Cantù Il luogotenente Matteo Calvia stava passando da via Baracca in auto ed è intervenuto subito
Cantù
«Ero in macchina, libero dal servizio, ma i miei ragazzi mi avevano avvisato di quanto stava avvenendo. Ad un certo punto, in via Baracca a Cantù, mi sono trovato davanti alla scena: la ragazza contro un’inferriata e l’uomo che la prendeva a pugni in faccia. Sono sceso e l’ho bloccato».
Il luogotenente Matteo Calvia, comandante della stazione dei carabinieri di Cantù, è stato il primo ad intervenire nella giornata di martedì, in pieno giorno – tra le 14 e le 15 – per salvare una ragazza di 25 anni che l’ex compagno stava barbaramente picchiando in mezzo alla strada, senza prestare troppa attenzione a persone che avrebbero potuto vederlo. Una situazione fuori controllo, che proseguiva già da sei giorni, da quanto cioè l’aggressore, 24 anni, aveva di nuovo intercettato la ex costringendola a seguirlo senza la possibilità di chiedere aiuto, avendole tolto anche il telefono.
La segnalazione
La svolta, però, è arrivata grazie all’arresto in strada, con il ventiquattrenne di origine tunisina ora portato al Bassone in attesa dell’interrogatorio che si svolgerà oggi. La procura di Como, con un atto a firma del pubblico ministero Michele Pecoraro, contesta i maltrattamenti in famiglia ma anche le lesioni e il sequestro di persona. Il comandante della stazione di Cantù, decisivo con il suo intervento per evitare conseguenze peggiori, racconta però anche un particolare non noto ma decisivo: è stata infatti la ragazza, con uno stratagemma, a riuscire a far capire ad un barista che qualcosa non andava.
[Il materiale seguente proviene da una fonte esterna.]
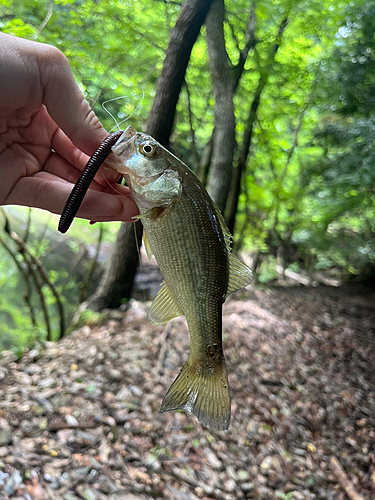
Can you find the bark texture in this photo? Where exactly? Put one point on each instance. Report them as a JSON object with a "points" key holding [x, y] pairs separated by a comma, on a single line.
{"points": [[223, 87], [117, 281], [248, 135], [183, 37]]}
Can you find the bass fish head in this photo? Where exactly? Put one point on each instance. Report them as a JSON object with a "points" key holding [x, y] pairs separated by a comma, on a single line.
{"points": [[148, 169]]}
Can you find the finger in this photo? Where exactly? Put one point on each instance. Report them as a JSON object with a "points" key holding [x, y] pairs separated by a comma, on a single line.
{"points": [[66, 103], [74, 156], [44, 191]]}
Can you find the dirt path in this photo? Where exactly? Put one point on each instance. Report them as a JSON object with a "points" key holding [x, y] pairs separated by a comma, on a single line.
{"points": [[79, 419]]}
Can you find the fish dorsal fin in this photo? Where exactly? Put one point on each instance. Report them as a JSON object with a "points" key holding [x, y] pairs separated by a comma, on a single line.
{"points": [[240, 274], [147, 245], [227, 236], [164, 306]]}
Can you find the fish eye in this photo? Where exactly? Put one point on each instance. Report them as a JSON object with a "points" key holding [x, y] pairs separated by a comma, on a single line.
{"points": [[148, 149]]}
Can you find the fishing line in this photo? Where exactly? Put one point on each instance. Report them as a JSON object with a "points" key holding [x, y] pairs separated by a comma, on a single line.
{"points": [[128, 117], [117, 125]]}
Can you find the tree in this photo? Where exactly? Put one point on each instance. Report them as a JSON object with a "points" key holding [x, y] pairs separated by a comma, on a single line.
{"points": [[118, 279]]}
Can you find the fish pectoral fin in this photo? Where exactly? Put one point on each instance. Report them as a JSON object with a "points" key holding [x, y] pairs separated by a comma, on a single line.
{"points": [[240, 274], [147, 245], [202, 390], [164, 307], [149, 214]]}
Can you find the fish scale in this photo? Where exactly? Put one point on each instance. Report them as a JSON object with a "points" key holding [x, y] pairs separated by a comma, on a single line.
{"points": [[191, 243]]}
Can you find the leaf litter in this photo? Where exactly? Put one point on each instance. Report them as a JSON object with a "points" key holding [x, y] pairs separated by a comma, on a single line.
{"points": [[79, 418]]}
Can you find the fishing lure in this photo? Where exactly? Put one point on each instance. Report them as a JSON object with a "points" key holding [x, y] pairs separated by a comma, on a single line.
{"points": [[80, 189]]}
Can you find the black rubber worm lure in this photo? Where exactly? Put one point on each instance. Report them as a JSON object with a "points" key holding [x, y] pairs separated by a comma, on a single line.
{"points": [[80, 188]]}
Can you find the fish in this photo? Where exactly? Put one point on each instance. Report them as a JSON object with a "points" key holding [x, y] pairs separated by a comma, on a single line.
{"points": [[188, 236]]}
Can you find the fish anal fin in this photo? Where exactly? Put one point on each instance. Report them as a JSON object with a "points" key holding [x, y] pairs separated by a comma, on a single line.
{"points": [[147, 245], [203, 391], [164, 306], [240, 274]]}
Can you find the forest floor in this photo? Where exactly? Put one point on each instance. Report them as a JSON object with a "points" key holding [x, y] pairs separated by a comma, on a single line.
{"points": [[79, 418]]}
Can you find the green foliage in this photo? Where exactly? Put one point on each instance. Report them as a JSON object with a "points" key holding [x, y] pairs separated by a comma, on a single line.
{"points": [[309, 180]]}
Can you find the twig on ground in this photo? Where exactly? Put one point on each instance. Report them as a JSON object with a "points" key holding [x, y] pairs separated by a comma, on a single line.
{"points": [[343, 479]]}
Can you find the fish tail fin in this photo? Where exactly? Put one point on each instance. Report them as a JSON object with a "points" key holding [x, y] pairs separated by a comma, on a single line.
{"points": [[202, 390]]}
«È entrata in un bar con la scusa di comprare un pacchetto di sigarette – conferma il Luogotenente Calvia – Poi al barista ha confidato, senza farsi vedere, quello che stava avvenendo, con l’ex compagno fuori che la picchiava e la tratteneva contro la sua volontà».
L’intervento
Il barista a questo punto ha avvisato i carabinieri che si sono messi sulle tracce della coppia che nel frattempo si era allontanata. Ed è stato a questo punto, mentre le ricerche erano ormai state diramate, che il comandante di Cantù, che in quei minuti non era in servizio ma che era tenuto al corrente di quanto stava avvenendo, mentre era in macchina si è trovato di fronte al brutale pestaggio capendo subito che si trattava della coppia che i suoi uomini stavano cercando.
«Ho pensato di guadagnare tempo in qualche modo – confessa – ma proprio mentre facevo questa valutazione, attendendo i miei uomini, lui ha iniziato a colpire la ragazza con violenza e con pugni in faccia, tenendo anche in mano un mazzo di chiavi. La giovane aveva l’occhio chiuso, era piena di lividi. Così sono sceso e sono intervenuto bloccandolo» e aspettando poi l’arrivo della “gazzella” della stazione.
La relazione tra i due era iniziata ne 2025, poi a novembre si era interrotta. Ma negli ultimi giorni l’uomo era riuscito a capire dove la giovane vivesse, raggiungendola e costringendola con la forza a seguirlo. Fino all’epilogo della giornata di martedì in via Baracca a Cantù. Con l’aggressore arrestato e ora chiamato a fornire spiegazione di quanto fatto al giudice che oggi lo interrogherà.